With the new update introducing a craze for super rare skins that people could show off to their friends, the CS:GO community followed in the footsteps of the TF2 community and began trading. People would trade by simply offering one skin for another, or they would trade their skin for an X amount of keys. Case keys were basically the main form of currency in CS:GO — you would offer a certain amount of keys for whatever skin you’d like to purchase from someone. The main trading service was CS:GO Lounge, a site where you could post the items you’d like to trade in hopes of getting offers back. People then began to spend real life money on purchasing keys, thus, creating “key vendors”. These “key vendors” were traders who would sell CS:GO keys for Paypal, usually selling for a lower price than Steam. This would be the first real problem in the CS:GO trading world, as scamming became a massive issue. Many people were being scammed by these vendors, which was the only way to purchase cheap keys with real life money. We will discuss more about the scamming issue and how it lead to certain things later on.

As trading became popular, so did match betting. CS:GO Lounge also offered the first ever service where people could bet on professional Counter-Strike matches. They were allowed to enter 4 skins, with each skin being up to $60, which made $240 a max bet. This, would completely amp up the skin world.

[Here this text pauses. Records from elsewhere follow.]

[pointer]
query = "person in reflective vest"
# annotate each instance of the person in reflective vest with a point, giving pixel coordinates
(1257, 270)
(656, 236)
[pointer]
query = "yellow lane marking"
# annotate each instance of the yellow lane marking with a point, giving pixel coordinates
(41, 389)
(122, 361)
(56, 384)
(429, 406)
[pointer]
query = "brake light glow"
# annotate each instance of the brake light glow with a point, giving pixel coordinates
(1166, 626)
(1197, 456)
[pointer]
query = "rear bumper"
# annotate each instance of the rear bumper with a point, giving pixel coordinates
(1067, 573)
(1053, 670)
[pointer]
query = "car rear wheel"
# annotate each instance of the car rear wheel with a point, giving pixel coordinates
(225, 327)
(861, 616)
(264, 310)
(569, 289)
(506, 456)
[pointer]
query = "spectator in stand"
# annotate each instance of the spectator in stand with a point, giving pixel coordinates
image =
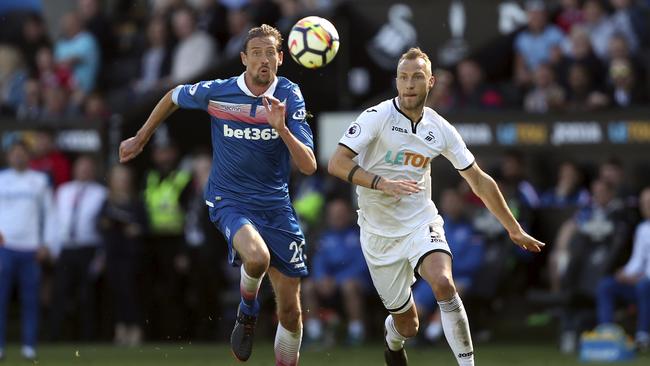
(441, 97)
(47, 158)
(78, 50)
(632, 282)
(539, 43)
(78, 258)
(624, 88)
(26, 224)
(265, 11)
(95, 108)
(569, 190)
(546, 95)
(195, 52)
(100, 26)
(239, 23)
(338, 272)
(582, 94)
(513, 174)
(578, 50)
(12, 79)
(34, 37)
(123, 223)
(50, 74)
(212, 19)
(618, 49)
(631, 21)
(467, 248)
(613, 172)
(57, 105)
(30, 108)
(472, 91)
(569, 15)
(589, 247)
(155, 63)
(166, 193)
(599, 26)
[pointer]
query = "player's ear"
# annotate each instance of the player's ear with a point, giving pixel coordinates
(243, 58)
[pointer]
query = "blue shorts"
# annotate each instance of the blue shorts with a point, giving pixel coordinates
(278, 227)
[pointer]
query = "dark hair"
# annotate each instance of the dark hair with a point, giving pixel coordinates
(264, 30)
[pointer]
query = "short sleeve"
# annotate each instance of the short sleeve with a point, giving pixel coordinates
(296, 114)
(194, 96)
(364, 130)
(456, 150)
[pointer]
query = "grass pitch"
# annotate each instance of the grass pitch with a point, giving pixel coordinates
(207, 355)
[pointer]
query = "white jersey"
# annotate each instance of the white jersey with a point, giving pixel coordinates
(389, 144)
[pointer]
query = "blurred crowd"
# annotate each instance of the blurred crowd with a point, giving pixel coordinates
(103, 61)
(572, 55)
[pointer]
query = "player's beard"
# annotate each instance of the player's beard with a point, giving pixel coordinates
(416, 105)
(260, 80)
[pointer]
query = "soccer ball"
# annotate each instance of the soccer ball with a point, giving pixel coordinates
(313, 42)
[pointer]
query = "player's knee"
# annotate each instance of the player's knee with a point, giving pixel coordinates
(258, 263)
(290, 315)
(443, 286)
(409, 329)
(350, 287)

Anyone was allowed to bet on CS:GO Lounge, and it was quick money. Instead of opening up cases or spending days trading to get a knife, you could simply win a new knife in an hour by betting on a match. This quickly became very popular, and as a result, the viewership on CS:GO matches grew massively. If a match was on Lounge, it would be guaranteed thousands of views. This was a great thing for the game, and it’s really what put CS:GO on the big stage. Tournaments began to see numbers competing with League of Legends’ LCS, and lower tier amateur matches were gaining unthinkable numbers. A simple match between two unknown teams would easily attract 5,000 viewers — an incredible amount for a game that would only gain a couple hundred two months before.

arms deal

Because of CS:GO Lounge, tons of people began watching Counter-Strike, and many people began to realize what an exciting e-sport it was, thus pushing it to the top. But, despite the incredible increase in viewership and introduction of new fans, CS:GO Lounge created an array of problems.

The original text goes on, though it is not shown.